"Express Yourself" through reinvention
By Sandra Bauer -- Playthings, 6/1/2001
Specialty toy retailing today can sure take a few 'cues' from the entertainment business. And reinvention is one of those cues.
In the 12 years that the Brat Pack has been in business, we have reinvented ourselves quite a few times. "We're just like Madonna," I quip to our customers. Every few years we're the "new Brat Pack."
When we originally opened our store, Brat Pack was primarily a children's clothing store with a stock of a few select toys. After a while, we added a children's hair salon section to the store.
This year we have decided to eliminate clothing from our stock altogether so that we can add more toys as well as more baby gift items. You might say that we are transforming, or reinventing, ourselves all over again.
Toy retailers will always know when their store needs a new look.

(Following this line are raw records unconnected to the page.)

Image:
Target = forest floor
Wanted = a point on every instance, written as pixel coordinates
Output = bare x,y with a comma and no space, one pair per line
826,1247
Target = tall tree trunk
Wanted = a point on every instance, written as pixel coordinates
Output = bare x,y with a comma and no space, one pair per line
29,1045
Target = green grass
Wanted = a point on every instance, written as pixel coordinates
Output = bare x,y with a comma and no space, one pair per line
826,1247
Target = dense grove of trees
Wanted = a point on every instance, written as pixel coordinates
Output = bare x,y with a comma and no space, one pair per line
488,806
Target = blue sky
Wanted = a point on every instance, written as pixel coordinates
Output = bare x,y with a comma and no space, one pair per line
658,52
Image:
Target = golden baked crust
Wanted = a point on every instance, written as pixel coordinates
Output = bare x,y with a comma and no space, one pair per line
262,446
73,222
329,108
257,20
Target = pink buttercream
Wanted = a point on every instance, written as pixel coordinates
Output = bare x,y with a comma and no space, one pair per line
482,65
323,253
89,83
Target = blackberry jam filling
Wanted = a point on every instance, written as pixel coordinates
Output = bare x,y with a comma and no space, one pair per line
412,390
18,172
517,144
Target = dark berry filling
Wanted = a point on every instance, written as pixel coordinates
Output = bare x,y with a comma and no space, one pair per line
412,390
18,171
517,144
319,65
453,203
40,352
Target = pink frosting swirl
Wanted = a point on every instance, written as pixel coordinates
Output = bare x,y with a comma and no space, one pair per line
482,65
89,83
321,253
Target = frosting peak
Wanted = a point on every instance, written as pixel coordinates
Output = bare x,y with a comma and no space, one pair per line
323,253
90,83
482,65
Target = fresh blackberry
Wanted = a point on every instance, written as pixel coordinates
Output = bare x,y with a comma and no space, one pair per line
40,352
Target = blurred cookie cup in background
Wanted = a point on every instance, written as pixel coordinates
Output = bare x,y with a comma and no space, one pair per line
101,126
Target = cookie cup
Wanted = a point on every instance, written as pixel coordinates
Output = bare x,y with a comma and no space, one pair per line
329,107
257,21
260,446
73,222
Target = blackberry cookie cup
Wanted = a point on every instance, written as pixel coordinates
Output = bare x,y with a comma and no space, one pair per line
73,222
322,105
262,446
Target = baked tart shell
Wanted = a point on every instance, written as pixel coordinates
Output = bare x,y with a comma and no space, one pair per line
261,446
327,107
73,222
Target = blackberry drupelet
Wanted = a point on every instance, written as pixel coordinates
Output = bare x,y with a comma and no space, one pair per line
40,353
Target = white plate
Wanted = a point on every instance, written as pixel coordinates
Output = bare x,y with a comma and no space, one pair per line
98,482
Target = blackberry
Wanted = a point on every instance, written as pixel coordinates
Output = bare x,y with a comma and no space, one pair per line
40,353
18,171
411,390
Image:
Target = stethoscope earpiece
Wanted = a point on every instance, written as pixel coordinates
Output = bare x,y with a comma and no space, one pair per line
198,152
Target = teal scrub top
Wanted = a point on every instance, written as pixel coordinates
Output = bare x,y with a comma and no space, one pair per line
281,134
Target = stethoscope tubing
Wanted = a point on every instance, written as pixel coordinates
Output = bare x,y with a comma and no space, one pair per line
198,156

It is unmistakable when a reinvention is in order because customers are excellent prompters; they show us every day what they want to buy. Their words, actions and whether or not they make a purchase are clear indications.
And it is our job to listen and to act accordingly, which, of course, is vital for flawless performance. Anyone who isn't ready to jettison a product that is not working and keep looking for something that is working has too big a store. Someone once told me the worst thing a retailer could do was to fall in love with the merchandise.
Our store is just like Madonna in another way too: it grabs attention! Part of the entertainment factor in toy retailing is that it has to draw people in; to make the store a destination—just like any other popular venue.
At Brat Pack, we believe that a toy store should be a feast for a child's eye. When our store draws in children, the parents and grandparents—the spenders, in other words—are following.
We hang things from the ceiling. (I love to see a child looking up with awe.) And I buy every demo that is available for the kids and the adults to play with. Merchandise is not in boring tidy rows, although it is a goal to keep the aisles wide enough for a stroller. I want kids to feel comfortable to mess up the place—after all, it's good exercise for us to clean up after them.
We also get involved in the community and we make contributions to anything and everything that has to do with children in our area. Naturally, we all have a relationship with our customers and when they make a purchase we compliment them on their choices, confirming their buying decisions.
A good store must feel like it is alive and breathing. The big box stores cannot compete in this way. I am very near a chain toy store and it hasn't hurt my business at all.
And like the entertainment business, specialty toy retailing needs to be professional, finely tuned and skillfully planned whether it's a full-scale extravaganza or a one-act play.
I'm very careful about what I buy for Brat Pack, as the store is not that big. I research the items I carry. I read toy publications (of which PLAYTHINGS is my favorite, I might add). I am often not the first to cast a new product. I like to wait to see what kind of track record, what kind of play value, what kind of awards a new item gets before staging it.
I try to get only the best products and sell them at a competitive price—unless it is discounted, of course, and then I don't carry it at all. If a company doesn't ship well or hassles too much with returns or sells to discounters, then I drop the product.
And I have a great production crew—great staff, that is—which I pay as well as I possibly can. After all, I want them to sign on for the run of the play!